В литературной своей жизни автор редко «выезжает» из родного ему русско-бурятского окружения. Как, впрочем, нечасто он «выезжает» из детства. Вот и действие повести «Не родит сокола сова» и некоторых других произведений – там же и оттуда же. В Ванюшке, от имени которого ведутся воспоминания, автор не скрывает себя. Этот Ванюшка, мальчишка ничем не примечательный, несколько даже пресноватый, проявил, тем не менее, редкую восприимчивость и наблюдательность, если писатель Анатолий Байбородин снова и снова обращается к его услугам.
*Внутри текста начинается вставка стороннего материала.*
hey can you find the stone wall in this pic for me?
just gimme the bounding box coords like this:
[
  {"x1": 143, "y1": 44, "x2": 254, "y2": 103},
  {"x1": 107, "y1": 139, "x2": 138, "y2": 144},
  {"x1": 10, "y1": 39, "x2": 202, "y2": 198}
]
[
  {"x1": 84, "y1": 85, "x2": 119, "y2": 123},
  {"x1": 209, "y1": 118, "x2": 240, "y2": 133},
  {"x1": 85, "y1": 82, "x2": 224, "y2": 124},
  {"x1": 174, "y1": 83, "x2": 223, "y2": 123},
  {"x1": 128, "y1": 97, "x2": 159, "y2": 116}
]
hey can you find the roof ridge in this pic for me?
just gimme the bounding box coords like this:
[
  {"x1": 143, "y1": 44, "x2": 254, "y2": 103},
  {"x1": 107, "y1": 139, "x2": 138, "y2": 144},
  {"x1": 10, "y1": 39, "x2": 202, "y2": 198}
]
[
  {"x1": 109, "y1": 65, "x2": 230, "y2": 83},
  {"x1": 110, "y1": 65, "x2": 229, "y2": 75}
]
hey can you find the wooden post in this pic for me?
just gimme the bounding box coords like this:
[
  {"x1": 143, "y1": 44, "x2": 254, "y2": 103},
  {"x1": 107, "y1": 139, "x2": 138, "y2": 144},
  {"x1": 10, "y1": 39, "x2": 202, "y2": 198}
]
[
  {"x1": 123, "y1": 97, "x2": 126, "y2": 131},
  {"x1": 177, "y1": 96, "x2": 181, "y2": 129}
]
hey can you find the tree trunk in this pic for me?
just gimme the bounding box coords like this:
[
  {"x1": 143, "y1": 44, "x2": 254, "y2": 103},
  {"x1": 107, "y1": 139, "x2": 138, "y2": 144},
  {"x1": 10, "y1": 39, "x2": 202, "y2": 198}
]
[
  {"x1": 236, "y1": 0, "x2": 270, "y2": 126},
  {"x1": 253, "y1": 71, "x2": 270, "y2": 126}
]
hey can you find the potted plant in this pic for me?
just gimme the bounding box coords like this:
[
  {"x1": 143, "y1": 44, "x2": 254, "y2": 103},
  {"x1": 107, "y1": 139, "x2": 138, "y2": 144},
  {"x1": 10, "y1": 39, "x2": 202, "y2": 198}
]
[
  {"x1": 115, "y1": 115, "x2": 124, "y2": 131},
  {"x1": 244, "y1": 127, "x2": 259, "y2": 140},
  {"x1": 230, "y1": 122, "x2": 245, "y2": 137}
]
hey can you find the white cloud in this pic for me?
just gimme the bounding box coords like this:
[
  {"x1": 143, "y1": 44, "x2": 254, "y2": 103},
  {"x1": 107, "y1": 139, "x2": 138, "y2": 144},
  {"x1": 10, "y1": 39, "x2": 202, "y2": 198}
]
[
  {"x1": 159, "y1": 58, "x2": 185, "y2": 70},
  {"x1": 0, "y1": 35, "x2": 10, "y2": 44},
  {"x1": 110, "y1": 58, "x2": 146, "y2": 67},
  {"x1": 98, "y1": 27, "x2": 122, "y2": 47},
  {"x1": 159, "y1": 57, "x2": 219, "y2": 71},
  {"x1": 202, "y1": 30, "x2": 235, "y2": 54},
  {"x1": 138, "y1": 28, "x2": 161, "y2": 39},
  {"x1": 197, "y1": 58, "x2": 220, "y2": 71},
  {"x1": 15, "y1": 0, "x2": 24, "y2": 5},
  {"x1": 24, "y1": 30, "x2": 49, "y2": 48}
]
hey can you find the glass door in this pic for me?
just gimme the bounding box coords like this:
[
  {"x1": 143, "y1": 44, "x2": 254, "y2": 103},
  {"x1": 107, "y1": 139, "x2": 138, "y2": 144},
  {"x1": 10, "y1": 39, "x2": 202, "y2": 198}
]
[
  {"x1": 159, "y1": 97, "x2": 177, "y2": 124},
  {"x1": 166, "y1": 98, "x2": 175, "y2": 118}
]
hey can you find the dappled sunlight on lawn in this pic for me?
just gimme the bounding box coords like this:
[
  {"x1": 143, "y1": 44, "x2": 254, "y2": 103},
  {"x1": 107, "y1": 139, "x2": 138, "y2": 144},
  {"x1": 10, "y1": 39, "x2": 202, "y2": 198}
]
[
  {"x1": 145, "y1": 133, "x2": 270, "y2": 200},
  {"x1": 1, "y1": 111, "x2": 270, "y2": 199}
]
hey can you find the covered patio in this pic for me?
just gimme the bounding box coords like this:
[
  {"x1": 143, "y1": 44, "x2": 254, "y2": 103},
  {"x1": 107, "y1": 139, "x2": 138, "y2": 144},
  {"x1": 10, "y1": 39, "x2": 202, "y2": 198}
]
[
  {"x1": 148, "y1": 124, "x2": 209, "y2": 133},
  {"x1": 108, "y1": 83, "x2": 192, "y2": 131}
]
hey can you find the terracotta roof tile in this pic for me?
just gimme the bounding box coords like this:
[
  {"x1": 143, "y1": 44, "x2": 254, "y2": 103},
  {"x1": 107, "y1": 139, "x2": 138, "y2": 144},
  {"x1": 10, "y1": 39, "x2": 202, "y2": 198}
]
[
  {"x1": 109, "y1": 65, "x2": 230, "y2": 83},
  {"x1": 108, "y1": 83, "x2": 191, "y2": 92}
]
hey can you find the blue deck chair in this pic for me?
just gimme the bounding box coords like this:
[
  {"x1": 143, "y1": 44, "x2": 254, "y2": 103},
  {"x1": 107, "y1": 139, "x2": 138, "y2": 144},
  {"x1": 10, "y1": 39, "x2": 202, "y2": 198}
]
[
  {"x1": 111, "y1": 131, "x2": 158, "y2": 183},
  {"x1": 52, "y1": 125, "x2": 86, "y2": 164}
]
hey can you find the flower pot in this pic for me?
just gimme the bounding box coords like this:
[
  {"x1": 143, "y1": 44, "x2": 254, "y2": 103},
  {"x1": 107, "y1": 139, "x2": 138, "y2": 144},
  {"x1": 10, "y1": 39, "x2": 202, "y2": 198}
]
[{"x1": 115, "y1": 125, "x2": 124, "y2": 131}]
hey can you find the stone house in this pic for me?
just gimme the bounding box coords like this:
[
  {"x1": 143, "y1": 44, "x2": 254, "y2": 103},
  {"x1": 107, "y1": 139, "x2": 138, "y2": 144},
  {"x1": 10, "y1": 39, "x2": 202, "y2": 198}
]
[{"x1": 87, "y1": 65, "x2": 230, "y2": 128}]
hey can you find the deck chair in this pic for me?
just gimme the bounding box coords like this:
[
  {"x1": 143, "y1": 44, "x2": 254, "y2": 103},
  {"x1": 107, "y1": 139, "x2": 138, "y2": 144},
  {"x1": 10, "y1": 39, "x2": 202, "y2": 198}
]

Не запомнить, однако, такую фигуру, как Гошка Хуцан, если она была, очень трудно. Дело не в том, существовал или нет у литературного героя прототип, его могло и не быть, но сам тип – как собрание определённых распространившихся качеств, несомненно, был. И немало по родным деревням и городам натворил зла – добровольного, а не только исполнительного, самоотверженного, «художественного», являющегося свойством натуры. Общественный климат благоприятствовал таким натурам. Мало того – он вызывал их к жизни и награждал полномочиями. Автор напрасно, мне кажется, пытается объяснить происхождение Гошкиного нутра некоторыми привходящими факторами его появления на свет не от законного отца, а от сосланного политмолодца.
Ничьё национальное достоинство гошки оскорбить не могут. Кроме того, если согласиться с автором, пришлось бы признать штучность, индивидуальность Хуцана, тогда как для того, надо думать, Анатолий Байбородин и привёл своего героя в литературу, чтобы показать его повсеместность. Ибо имя им, разрушавшим храмы и нравственность, издевавшимся над совестью и чистотой, прорывавшимся к власти, срывавшимся с неё и снова прорывавшимся, чтобы являть свою дурь и никчёмность, имя им легион. В социальных передрягах прежде всего они и размножаются. Верховный, держащий благородную осанку, произвол, докатываясь до них, уже не забывает прятаться под приличную личину и торжествует откровенно и вызывающе.
В конце повести Гошка – старик, кое-что претерпевший, в том числе и отсидку, за свои непотребства, и метущий теперь улицы в городе Улан-Удэ. За этим занятием и застаёт его повзрослевший Ванюшка. Бывший легендарный, по местным понятиям, земляк ведёт его в свою каморку пить чай и жалуется на несправедливость судьбы. С удивлением смотрит Ванюшка, как это недавнее торжище зла, называвшееся Гошкой Хуцаном, осеняет себя крестом и достаёт Библию. И у последнего разбойника не отымается право на покаяние и исправление, но Гошка...
Ему бы пожить... Неправда, что его время миновало. Он бы и сегодня развернулся во всю мощь своей недюжинной натуры. Церкву бы из колхозной конторы соорудил. Дозволено. Для Гошки дозволено – значит, всё дозволено. И, глядя, должно быть, на других, так похожих на него, но более ловких, напористых и языкастых, не может не жалеть Гошка: «Эх, поторопился родиться, сбросить бы годочков тридцать-сорок?.. Самое моё время наступило!»
Мир, говорят, не стоит без праведника. Но сколько же на одного праведника, держащего на своих плечах этот мир, приходится гошек, труждающихся его свалить!